Page MenuHomePhabricator

explore how CopyPatrol, Eranbot, and Earwig copyvio tool work
Open, Needs TriagePublic

Description

Questions:

  • What databases and APIs are used?
    • EranBot - a bot that checks CopyPatrol/Turnitin/iThenticate, then uses its copyviobot permission to post the results to PageTriage using the pagetriagetagcopyvio API.
    • CopyPatrol - Turnitin/iThenticate - worth noting that this API isn't just submitted schoolwork. it also includes websites and archived websites
    • Earwig's copyvio tool - Google Search API by default, Turnitin/iThenticate if selected
  • Who are the maintainers? Are they active?
    • EranBot - Eran aka ערן. Last edit to enwiki 3 months ago.
    • CopyPatrol - Unclear. MusikAnimal is most active on the GitHub repo. However the repo isn't very active.
    • Earwig's copyvio tool - The Earwig. Active.
  • Do we pay money for any of these APIs? Where does the money come from?
    • CopyPatrol/Turnitin/iThenticate - "credits" are mentioned in the Growth Team's documentation. these credits appear to be cheaper or more plentiful.
    • Earwig's copyvio tool/Google Search API - "credits" are mentioned in the Growth Team's documentation. these credits appear to be more expensive or less plentiful.
  • Is one tool superior to the others? Suggest testing with empirical data.
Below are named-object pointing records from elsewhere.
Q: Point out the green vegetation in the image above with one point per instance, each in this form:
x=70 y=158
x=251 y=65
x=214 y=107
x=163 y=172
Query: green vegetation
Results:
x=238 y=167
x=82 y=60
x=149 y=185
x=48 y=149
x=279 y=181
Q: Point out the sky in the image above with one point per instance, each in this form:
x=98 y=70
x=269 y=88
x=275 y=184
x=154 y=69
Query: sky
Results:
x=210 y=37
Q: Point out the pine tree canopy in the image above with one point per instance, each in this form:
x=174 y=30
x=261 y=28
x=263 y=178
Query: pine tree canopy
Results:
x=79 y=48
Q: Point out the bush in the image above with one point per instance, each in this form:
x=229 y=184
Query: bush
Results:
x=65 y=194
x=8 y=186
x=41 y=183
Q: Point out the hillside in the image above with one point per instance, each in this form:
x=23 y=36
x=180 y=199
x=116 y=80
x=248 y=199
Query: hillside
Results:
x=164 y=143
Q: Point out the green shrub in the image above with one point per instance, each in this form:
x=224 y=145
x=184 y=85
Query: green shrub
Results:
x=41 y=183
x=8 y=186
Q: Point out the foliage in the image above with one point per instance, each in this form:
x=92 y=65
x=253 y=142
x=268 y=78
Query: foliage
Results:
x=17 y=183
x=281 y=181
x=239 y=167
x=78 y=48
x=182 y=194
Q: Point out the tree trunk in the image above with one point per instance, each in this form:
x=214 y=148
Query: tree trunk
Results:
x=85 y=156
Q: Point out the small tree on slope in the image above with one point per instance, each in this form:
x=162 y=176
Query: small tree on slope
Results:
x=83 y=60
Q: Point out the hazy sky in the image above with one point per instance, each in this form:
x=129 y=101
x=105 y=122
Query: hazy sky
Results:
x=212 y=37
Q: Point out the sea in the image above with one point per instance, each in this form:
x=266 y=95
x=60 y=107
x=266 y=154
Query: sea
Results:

That is, find 20 copyright violations in one tool, then check them in the other tools and see if they catch them.
    • From my personal experience, >15% in Earwig's tool usually indicates a violation. <15% is safe.
    • According to Growth Team's documentation here, both are about equally accurate.
  • Can these tools be run on demand?
    • CopyPatrol
      • No
    • Earwig's copyvio tool
      • Yes, but there's some kind of daily limit
  • How long does each tool take?
    • CopyPatrol
      • 30 minute lag time?
    • Earwig's copyvio tool
      • 30 second lag time?
  • What are the nature of the API limitations for Earwig's tool? I know it turns off for everyone if it is run more than X times a day. Is this because it is freemium and we are hitting the free limit for the day? Is this because we are paying Y amount per day and exhausting that amount?
    • Could we apply for a WMF rapid grant or some other kind of support to raise the API limits for Earwig?
  • Could the Earwig tool be incorporated to run automatically into PageTriage somehow? If so, what is the best technical solution?
    • Novem's idea:
      • page creation hook, run as a background process after the output to the browser is complete, only run on first revision of the article.
      • save this data in SQL pagetriage_page_tags
      • display prominently to the NPP.
        • perhaps toggle one of the buttons on the page curation toolbar green/red
        • perhaps display a large green/red message in the "mark as reviewed" panel of PageTriage. "clean of copyvio" or ">15% copyvio detected" (with a link to run the tool on a fresh revision to investigate further)
  • If the tools are equally good, Eranbot and CopyPatrol is already integrated into PageTriage, opening the possibility of deprecating the use of Earwig's copyvio tool.
  • Properly document all these findings at https://www.mediawiki.org/wiki/Extension:PageTriage/Copyvio_detection or similar location

Feel free to edit this post with the results of our findings, and with links.

Event Timeline

Restricted Application added a subscriber: Aklapper. · View Herald Transcript

Thanks for that link Kosta. This one is buried in there but also looks relevant: https://en.wikipedia.org/wiki/Wikipedia:WikiProject_Articles_for_creation/AfC_Process_Improvement_May_2018/Copyvio_solutions_comparison_report

This also looks interesting. Looks like the last time devs looked at this issue, they envisioned further expansion of the system to use the pagetriagetagcopyvio API.

We are building the underlying architecture here so that other copyvio services could be plugged into it in the future (such as Earwig's / Google). Though using more than one service is out of scope for this project, the technical components will be in place to make it possible at some other point.